Walter F. White had infiltrated the South to report on lynchings and misjustice for over thirty years, even bringing cases to court. But, in the South the local KKK controlled everything–and everyone. White supremacy was a goal tightly held by Southern whites. Failing to bring justice through the local courts, White looked to the Federal government’s responsibility to protect the rights of all Americans. FDR didn’t have the political will, even if Eleanor did, even serving on the NAACP board.

White was able to insinuate himself into the Southern towns because he ‘passed’ for white with his blonde hair and blue eyes. His parents were born in slavery, his grandmother’s children may have been her master’s children. White grew up in a black neighborhood and attended black schools. He could have passed into white society. But as a child he experienced a race riot, the white citizens of his hometown threatening to burn down his family home. He choose to be black. And he made it his life’s work to defend his people.

I grew up in a bubble. My first knowledge of race came in Brownies when we were given a pamphlet about bunnys of different colors learning to get along and be friends. And then one day a woman came to the door, her son behind her, her daughter pushed forward into the meeting room. They were African American. I don’t remember any one being mean or saying anything wrong. I was intrigued, but shy. The girl only came a few times. I was sorry. And I have wondered about it for sixty years. It was years before a teacher in high school taught me about Civil Rights and I began to understand. I took note of what I saw when Dad drove us through Detroit. When the 1967 rebellion broke, my dad drove home early from Highland Park while Mom argued with prejudiced neighbors. My college had seven black students. My husband’s seminary had black students from the South and, as bookstore manager, I earned their trust. A white Southerner asked if I was afraid when they were in the store. I didn’t understand why I would be. I worked in an all black office for Upward Bound. One of the college tutors took me to a black bar for lunch. I had African American friends at work.

And I was still in a bubble.

I read books and keep learning. Every time I read about White investigating another lynching, it was another punch to the gut. I still don’t understand how any human being could do such acts.

What have I come to understand with each book, like this one, is how deep racism is in our country, how it impacts our politics and society yet. It weighs me down. Can we be redeemed?

White was not a perfect man.
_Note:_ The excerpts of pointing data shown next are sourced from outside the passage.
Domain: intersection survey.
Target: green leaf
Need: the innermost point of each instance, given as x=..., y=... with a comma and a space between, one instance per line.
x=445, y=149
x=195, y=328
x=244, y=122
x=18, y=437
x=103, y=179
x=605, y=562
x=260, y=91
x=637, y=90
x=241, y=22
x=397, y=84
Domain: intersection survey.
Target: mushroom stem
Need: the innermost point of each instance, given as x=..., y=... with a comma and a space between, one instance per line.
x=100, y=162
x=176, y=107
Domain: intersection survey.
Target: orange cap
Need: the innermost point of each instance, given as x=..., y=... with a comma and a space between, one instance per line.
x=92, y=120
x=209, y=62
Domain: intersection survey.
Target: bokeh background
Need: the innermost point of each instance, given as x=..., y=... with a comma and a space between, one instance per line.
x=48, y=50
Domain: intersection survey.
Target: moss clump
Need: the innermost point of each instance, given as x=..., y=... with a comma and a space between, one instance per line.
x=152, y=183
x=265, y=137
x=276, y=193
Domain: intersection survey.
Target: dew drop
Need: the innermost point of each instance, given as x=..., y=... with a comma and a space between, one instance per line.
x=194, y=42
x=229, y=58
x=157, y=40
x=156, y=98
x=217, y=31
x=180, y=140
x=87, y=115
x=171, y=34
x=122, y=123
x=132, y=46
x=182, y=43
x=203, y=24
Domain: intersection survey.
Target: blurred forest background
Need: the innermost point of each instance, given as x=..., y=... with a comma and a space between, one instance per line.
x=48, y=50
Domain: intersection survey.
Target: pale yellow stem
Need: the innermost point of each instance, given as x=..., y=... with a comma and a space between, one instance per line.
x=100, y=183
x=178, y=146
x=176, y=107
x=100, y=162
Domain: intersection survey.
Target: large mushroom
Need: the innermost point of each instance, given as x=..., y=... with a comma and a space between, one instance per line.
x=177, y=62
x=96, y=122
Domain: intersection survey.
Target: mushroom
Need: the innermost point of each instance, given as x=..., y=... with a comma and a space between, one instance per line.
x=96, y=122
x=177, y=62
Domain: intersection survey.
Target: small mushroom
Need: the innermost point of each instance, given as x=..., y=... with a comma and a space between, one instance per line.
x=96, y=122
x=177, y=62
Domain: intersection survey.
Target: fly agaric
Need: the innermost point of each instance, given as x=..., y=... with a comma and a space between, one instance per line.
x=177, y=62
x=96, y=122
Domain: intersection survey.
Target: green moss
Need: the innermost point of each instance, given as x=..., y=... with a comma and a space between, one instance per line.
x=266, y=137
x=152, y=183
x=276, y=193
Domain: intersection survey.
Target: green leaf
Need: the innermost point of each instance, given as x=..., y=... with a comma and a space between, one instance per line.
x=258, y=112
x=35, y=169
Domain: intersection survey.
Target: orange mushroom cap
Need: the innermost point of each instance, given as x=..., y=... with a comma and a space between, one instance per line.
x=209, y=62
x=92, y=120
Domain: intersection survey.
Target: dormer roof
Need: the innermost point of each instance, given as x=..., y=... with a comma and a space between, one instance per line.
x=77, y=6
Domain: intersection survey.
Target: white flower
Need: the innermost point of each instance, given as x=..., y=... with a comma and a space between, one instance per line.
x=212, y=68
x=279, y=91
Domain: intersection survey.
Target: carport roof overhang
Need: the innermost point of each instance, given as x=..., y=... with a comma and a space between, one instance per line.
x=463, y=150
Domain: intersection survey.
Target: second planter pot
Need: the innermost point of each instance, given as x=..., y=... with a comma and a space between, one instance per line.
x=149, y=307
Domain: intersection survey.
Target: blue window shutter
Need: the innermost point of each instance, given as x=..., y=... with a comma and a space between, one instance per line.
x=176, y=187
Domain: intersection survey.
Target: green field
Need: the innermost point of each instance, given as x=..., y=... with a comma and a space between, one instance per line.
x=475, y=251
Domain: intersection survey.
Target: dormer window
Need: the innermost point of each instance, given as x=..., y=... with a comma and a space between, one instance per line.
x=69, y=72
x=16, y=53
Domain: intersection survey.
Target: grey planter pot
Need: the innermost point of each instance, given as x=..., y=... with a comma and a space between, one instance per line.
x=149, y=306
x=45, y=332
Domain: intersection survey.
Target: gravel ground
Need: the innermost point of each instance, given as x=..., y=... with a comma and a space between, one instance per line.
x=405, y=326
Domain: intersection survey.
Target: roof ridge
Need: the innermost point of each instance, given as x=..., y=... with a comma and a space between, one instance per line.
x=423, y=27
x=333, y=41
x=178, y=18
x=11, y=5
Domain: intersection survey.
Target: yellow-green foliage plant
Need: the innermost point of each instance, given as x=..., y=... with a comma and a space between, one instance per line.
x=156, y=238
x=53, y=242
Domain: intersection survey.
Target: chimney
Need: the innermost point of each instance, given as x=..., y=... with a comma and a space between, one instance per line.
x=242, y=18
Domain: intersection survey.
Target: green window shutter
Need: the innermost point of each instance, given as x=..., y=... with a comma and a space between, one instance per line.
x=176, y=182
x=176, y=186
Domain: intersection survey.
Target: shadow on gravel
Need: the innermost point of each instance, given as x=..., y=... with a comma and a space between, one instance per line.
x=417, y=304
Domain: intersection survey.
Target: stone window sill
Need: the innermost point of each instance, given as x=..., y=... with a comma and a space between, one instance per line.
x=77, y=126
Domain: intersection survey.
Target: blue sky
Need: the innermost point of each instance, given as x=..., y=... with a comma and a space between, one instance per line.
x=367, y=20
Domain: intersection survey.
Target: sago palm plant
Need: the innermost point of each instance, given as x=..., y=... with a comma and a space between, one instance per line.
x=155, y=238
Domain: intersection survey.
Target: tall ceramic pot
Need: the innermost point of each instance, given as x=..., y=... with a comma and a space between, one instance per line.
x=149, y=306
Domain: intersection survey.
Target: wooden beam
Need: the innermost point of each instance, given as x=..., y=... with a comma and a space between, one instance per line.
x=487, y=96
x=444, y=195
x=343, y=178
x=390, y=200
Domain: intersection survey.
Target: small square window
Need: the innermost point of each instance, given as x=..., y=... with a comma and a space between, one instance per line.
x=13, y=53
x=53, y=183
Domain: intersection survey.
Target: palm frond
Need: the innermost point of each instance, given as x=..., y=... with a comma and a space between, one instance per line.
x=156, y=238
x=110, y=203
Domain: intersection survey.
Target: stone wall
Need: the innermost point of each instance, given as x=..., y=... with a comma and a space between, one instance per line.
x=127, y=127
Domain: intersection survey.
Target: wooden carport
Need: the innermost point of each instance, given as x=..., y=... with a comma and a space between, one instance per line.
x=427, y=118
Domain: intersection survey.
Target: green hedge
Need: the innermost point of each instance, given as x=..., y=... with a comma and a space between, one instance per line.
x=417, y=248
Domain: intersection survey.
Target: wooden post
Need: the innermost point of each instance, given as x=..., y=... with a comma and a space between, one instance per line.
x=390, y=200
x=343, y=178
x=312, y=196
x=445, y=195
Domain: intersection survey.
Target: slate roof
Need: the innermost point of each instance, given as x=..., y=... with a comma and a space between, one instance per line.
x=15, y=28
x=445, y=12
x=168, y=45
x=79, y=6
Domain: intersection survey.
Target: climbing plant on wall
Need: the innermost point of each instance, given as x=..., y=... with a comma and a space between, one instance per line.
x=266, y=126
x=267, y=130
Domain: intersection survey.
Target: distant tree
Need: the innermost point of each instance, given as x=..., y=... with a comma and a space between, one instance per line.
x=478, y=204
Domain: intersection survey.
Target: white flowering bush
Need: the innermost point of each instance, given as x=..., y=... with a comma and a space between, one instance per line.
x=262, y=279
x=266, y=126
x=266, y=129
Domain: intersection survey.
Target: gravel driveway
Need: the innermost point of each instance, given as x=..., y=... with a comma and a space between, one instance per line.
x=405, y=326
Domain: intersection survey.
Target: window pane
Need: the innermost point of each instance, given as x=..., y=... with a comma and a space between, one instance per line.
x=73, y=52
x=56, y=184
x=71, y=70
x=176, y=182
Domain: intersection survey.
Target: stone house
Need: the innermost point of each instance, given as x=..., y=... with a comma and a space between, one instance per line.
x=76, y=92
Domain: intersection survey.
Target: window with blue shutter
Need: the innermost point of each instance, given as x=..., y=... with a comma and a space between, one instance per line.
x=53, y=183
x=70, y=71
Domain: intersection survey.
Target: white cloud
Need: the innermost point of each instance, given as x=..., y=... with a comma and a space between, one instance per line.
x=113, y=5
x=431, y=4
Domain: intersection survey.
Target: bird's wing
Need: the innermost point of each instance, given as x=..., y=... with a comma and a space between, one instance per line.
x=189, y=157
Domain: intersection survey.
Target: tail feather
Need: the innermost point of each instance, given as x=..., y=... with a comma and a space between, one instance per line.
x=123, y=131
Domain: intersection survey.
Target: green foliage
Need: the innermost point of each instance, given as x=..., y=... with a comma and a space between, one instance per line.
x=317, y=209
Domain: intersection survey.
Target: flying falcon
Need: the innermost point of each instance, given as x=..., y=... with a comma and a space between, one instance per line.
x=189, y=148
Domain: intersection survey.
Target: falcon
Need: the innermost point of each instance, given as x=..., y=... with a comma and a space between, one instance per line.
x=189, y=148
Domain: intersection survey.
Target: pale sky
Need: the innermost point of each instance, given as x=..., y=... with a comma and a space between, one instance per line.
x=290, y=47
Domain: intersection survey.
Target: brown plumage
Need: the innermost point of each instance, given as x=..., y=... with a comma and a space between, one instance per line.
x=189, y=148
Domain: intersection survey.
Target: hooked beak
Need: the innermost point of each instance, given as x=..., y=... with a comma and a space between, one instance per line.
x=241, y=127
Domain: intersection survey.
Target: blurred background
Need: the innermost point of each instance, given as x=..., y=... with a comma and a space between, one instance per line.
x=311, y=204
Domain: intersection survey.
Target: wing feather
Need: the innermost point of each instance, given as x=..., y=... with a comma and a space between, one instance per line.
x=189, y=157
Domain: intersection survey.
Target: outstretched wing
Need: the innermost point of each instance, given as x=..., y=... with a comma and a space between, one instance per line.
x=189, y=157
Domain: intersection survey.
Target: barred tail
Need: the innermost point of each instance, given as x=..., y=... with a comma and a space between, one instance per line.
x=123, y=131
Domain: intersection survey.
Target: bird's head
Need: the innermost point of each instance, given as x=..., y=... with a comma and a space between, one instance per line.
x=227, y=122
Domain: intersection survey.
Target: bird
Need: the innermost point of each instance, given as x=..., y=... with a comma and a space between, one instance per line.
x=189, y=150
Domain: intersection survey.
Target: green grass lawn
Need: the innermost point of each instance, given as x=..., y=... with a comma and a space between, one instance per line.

His work came first, his family neglected. He divorced his long suffering wife and married the woman he had long been in love with, a white woman, alienating many blacks. He became a forgotten man, and by the time of his early death Thurgood Marshall and Martin Luther King Jr. were new leaders. White Lies is a moving, horrific, narrative, restoring White to his proper place as a remarkable, courageous leader.

I received a free egalley from the publisher through NetGalley. My review is fair and unbiased.